Effective capacity planning ensures your Elasticsearch cluster meets performance requirements while optimizing costs. This guide covers the complete capacity planning process.
Capacity Planning Process
1. Gather Requirements
Data Requirements:
- Current data volume
- Data growth rate
- Retention requirements
- Data model complexity
Performance Requirements:
- Search latency targets (p95, p99)
- Indexing throughput
- Query concurrency
- Availability requirements (SLA)
Operational Requirements:
- Backup/restore time
- Maintenance windows
- Disaster recovery
2. Analyze Workload
Indexing Profile:
GET /_nodes/stats/indices/indexing
- Documents per second
- Bulk request patterns
- Peak vs. average rates
Search Profile:
GET /_nodes/stats/indices/search
- Queries per second
- Query complexity
- Response size
3. Calculate Resources
See Elasticsearch Sizing Calculator for detailed formulas.
Resource Planning
Storage Planning
Calculate Total Storage
Total Storage = Daily Volume × Retention × (1 + Replicas) × Overhead
Overhead factors:
- Lucene overhead: 10-20%
- Translog: 5%
- Headroom: 20-30%
Storage Type Selection
| Storage Type | Use Case | Cost |
|---|---|---|
| NVMe SSD | Hot tier, high-performance | $$$ |
| SSD | Warm tier, general use | $$ |
| HDD | Cold tier, archival | $ |
Memory Planning
Heap Sizing
Rule: Heap should be about half of RAM but never above 32 GB.

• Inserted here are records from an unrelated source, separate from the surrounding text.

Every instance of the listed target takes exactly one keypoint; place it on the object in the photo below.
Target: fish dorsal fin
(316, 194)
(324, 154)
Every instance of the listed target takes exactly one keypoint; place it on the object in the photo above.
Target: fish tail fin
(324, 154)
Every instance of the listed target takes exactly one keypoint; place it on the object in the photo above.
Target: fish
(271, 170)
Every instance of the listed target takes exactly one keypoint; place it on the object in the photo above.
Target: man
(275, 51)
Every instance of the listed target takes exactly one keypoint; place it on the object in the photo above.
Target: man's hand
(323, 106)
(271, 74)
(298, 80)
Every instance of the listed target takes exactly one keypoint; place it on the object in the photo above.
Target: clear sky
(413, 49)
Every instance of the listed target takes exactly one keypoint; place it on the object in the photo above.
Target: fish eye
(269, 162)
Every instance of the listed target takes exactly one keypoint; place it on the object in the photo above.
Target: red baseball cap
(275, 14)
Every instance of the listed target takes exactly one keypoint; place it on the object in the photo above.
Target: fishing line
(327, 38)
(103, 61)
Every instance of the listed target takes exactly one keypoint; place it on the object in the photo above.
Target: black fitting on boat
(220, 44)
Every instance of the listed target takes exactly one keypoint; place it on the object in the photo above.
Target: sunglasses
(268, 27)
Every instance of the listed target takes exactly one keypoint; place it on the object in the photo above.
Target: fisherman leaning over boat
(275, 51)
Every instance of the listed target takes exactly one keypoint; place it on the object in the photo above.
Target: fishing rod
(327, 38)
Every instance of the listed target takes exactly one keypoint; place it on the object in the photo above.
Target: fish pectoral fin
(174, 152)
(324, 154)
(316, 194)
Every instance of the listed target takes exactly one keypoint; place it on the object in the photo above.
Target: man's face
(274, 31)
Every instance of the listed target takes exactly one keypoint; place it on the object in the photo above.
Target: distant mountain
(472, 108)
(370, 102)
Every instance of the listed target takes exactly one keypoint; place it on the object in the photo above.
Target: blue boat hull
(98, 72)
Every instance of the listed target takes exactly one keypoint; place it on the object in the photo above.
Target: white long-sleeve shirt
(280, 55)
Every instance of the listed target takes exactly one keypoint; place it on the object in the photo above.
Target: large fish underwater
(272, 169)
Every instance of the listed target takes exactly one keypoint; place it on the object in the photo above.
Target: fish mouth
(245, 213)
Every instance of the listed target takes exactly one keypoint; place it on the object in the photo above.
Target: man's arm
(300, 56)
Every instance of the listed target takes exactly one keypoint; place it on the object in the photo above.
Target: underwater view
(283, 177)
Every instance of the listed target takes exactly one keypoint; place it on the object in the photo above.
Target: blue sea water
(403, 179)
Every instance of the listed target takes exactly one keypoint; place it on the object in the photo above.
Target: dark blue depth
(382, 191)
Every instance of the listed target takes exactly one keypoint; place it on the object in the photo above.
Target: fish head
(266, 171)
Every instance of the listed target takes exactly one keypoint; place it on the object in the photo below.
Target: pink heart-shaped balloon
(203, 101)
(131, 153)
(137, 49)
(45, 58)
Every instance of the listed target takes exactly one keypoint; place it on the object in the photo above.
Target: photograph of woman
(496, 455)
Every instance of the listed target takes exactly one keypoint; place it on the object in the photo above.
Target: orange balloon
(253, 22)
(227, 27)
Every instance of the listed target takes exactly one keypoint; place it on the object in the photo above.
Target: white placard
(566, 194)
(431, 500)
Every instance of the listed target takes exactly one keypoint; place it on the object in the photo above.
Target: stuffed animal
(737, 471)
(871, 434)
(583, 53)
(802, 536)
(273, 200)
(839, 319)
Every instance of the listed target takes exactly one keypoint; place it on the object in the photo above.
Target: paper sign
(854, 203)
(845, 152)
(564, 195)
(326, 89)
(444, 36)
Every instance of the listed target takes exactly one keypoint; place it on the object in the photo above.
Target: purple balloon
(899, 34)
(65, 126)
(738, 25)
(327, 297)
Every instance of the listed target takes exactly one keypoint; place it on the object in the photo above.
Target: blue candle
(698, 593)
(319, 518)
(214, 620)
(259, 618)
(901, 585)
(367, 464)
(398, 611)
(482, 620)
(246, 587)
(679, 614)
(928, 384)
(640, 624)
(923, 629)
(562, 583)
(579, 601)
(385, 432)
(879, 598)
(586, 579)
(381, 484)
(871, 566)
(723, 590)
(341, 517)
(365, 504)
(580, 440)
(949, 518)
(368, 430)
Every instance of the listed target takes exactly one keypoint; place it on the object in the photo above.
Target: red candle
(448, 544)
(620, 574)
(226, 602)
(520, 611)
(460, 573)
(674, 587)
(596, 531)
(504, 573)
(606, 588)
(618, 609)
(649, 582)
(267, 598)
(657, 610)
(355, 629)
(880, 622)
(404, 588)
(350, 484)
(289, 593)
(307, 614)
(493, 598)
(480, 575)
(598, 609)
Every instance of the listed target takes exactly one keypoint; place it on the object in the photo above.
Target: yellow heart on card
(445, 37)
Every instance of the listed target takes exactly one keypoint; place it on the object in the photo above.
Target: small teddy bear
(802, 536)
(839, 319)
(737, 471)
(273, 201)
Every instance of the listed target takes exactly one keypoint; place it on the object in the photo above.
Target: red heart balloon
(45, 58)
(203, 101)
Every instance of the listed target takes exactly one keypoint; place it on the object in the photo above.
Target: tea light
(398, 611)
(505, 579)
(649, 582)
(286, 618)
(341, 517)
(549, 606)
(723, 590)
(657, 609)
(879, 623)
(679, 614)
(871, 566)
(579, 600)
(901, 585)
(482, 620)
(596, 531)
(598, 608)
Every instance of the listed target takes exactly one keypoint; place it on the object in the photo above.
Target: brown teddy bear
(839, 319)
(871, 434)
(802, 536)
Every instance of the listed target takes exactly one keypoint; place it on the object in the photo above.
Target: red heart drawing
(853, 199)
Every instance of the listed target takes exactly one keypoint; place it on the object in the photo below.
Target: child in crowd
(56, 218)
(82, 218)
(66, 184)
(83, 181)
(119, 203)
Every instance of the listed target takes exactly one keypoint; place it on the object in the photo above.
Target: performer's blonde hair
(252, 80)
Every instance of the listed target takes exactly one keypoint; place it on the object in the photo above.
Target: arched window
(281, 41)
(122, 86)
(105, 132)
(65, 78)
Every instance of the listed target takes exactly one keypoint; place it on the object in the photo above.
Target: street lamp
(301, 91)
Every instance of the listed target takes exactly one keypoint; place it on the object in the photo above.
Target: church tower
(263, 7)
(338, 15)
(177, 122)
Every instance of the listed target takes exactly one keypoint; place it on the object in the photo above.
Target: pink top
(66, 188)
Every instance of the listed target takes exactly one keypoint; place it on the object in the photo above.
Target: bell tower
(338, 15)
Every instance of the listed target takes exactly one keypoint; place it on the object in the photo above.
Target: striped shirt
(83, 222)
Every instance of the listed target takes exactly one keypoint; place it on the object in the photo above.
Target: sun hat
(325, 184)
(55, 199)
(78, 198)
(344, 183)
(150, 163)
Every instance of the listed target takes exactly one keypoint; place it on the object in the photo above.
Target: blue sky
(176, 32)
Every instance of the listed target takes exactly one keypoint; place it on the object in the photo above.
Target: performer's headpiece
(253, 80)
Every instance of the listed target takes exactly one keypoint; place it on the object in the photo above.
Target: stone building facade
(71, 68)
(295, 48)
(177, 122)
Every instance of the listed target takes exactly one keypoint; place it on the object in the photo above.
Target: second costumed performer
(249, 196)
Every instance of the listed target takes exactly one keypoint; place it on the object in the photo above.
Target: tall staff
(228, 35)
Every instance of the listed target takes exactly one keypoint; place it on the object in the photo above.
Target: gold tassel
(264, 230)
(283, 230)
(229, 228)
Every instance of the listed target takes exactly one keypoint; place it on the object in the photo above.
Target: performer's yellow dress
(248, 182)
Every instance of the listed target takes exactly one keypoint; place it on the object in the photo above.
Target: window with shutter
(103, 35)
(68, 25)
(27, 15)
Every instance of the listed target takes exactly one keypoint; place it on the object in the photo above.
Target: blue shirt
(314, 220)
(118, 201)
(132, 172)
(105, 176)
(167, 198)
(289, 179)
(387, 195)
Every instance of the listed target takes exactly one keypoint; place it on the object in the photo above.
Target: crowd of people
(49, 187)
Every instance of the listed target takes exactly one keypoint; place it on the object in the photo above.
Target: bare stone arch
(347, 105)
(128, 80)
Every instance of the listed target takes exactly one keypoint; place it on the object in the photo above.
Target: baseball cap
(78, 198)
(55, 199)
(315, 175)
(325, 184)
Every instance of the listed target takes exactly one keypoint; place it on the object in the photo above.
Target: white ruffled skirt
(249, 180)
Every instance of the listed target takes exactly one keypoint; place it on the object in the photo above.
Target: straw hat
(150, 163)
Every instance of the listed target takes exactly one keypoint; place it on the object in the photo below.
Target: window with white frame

Heap = min(Available RAM × 0.5, 31 GB)
Filesystem Cache
Filesystem Cache = Available RAM - Heap - OS Overhead
Target: At least equal to hot data size for optimal performance.
CPU Planning
Factors Affecting CPU
- Query complexity
- Aggregation depth
- Indexing rate
- Background operations (merges, recovery)
Estimation
CPU Cores = (Search QPS × Query CPU Cost) + (Index Rate × Index CPU Cost)
Typical starting point: 8-16 cores per data node.
Network Planning
Bandwidth Requirements
- Inter-node traffic: Recovery, replication
- Client traffic: Queries, bulk indexing
- Monitoring: Metrics, logs
Latency Requirements
- < 1ms between nodes (same zone)
- < 10ms for cross-zone
- Dedicated network for cluster traffic
Cluster Architecture
Small Cluster (< 100 GB/day)
┌─────────────┐ ┌─────────────┐ ┌─────────────┐
│ Node 1 │ │ Node 2 │ │ Node 3 │
│ Master+Data │ │ Master+Data │ │ Master+Data │
│ 32GB RAM │ │ 32GB RAM │ │ 32GB RAM │
│ 1TB SSD │ │ 1TB SSD │ │ 1TB SSD │
└─────────────┘ └─────────────┘ └─────────────┘
Medium Cluster (100 GB - 1 TB/day)
┌─────────────┐ ┌─────────────┐ ┌─────────────┐
│ Master 1 │ │ Master 2 │ │ Master 3 │
│ 8GB heap │ │ 8GB heap │ │ 8GB heap │
└─────────────┘ └─────────────┘ └─────────────┘
┌─────────────┐ ┌─────────────┐ ┌─────────────┐ ┌─────────────┐
│ Data 1 │ │ Data 2 │ │ Data 3 │ │ Data N │
│ 64GB RAM │ │ 64GB RAM │ │ 64GB RAM │ │ 64GB RAM │
│ 4TB SSD │ │ 4TB SSD │ │ 4TB SSD │ │ 4TB SSD │
└─────────────┘ └─────────────┘ └─────────────┘ └─────────────┘
Large Cluster (> 1 TB/day)
┌──────────────┐
│ Coordinating │ × 2-4
└──────────────┘
┌─────────┐ ┌─────────┐ ┌─────────┐
│ Master │ │ Master │ │ Master │
└─────────┘ └─────────┘ └─────────┘
┌─────────┐ ┌─────────┐ ┌─────────┐ ┌─────────┐
│Hot Data │ │Hot Data │ ... │Cold Data│ │Cold Data│
│ NVMe │ │ NVMe │ │ HDD │ │ HDD │
└─────────┘ └─────────┘ └─────────┘ └─────────┘
Hot Tier (recent data) Cold Tier (historical)
Growth Planning
Monitoring Growth
Track these metrics over time:
- Total document count
- Index size
- Daily indexing rate
- Query rate
Capacity Thresholds
Set alerts at:
- 70%: Plan expansion
- 80%: Execute expansion
- 85%: Urgent action
Expansion Strategies
Vertical Scaling:
- Increase node resources
- Better for small increases
- Limited by hardware
Horizontal Scaling:
- Add more nodes
- Better for large increases
- Requires rebalancing
Cost Optimization
Right-Sizing
- Start conservative, scale up based on data
- Monitor actual usage vs. provisioned
- Remove over-provisioned resources
Tiered Storage
Implement hot-warm-cold architecture:
PUT _ilm/policy/tiered_policy
{
"policy": {
"phases": {
"hot": {
"actions": {
"rollover": {"max_primary_shard_size": "50gb"}
}
},
"warm": {
"min_age": "7d",
"actions": {
"shrink": {"number_of_shards": 1},
"allocate": {
"require": {"data": "warm"}
}
}
},
"cold": {
"min_age": "30d",
"actions": {
"allocate": {
"require": {"data": "cold"}
}
}
}
}
}
}
Reserved Instances
For cloud deployments:
- Use reserved instances for base capacity
- On-demand for peak/burst
- Spot instances for non-critical workloads
Capacity Planning Checklist
Initial Planning
- Documented data volume and growth rate
- Defined retention requirements
- Established performance SLAs
- Calculated storage needs
- Determined node count and specs
- Planned cluster architecture
Ongoing Management
- Monitoring dashboards configured
- Capacity alerts set
- Growth projections updated quarterly
- Cost analysis performed regularly
- Performance baselines established